The 110,600 member American Academy of Family Physicians called on Congress “to finally strike this payment policy from the books” and acknowledged that this may have to occur through a less-than-optimum legislative vehicle.
“No piece of legislation is perfect, but opportunities such as these are hard to come by,” Dr. Reid Blackwelder, AAFP president, said in a news release. “The Senate Finance and the House Ways and Means committees' proposal takes the important steps of aligning delivery and payment policies.”
The Texas Medical Association, the largest state physician group with 47,000 members, summed up its position with a news release carrying the headline: "SGR repeal bill good, could be better, must pass".
The TMA also teamed up with a coalition of state medical societies from Arizona, California, Florida, Louisiana, New York, North Carolina, Oklahoma and South Carolina to send a letter to Baucus, Camp, Hatch and Levin.

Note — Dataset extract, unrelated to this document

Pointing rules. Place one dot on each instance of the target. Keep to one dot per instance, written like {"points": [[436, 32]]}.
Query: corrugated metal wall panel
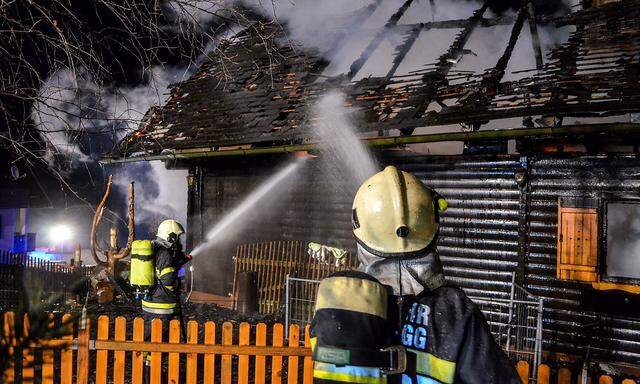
{"points": [[565, 318], [478, 241], [480, 233]]}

The letter supported proposals that called for annual rate updates and payment for chronic-care management, and it also called for putting ICD-10 implementation on hold and retaining a Medicare fee-for-service program.
The 8,000-member American Association of Neurological Surgeons, which also participated in the American College of Surgeons-led coalition, issued a release condemning the idea of a 10-year payment freeze noting that “physicians simply cannot continue to stay in practice under these circumstances.”
The AANS also called for retaining fee for service.
“While we understand that policymakers favor moving to a new value-based purchasing payment system, such an approach will not work for all physicians and patients,” the release stated. “It is essential that a viable fee-for-service option remain in place, which is not achieved with pay freezes and additional cuts under the proposed pay-for-performance scheme.”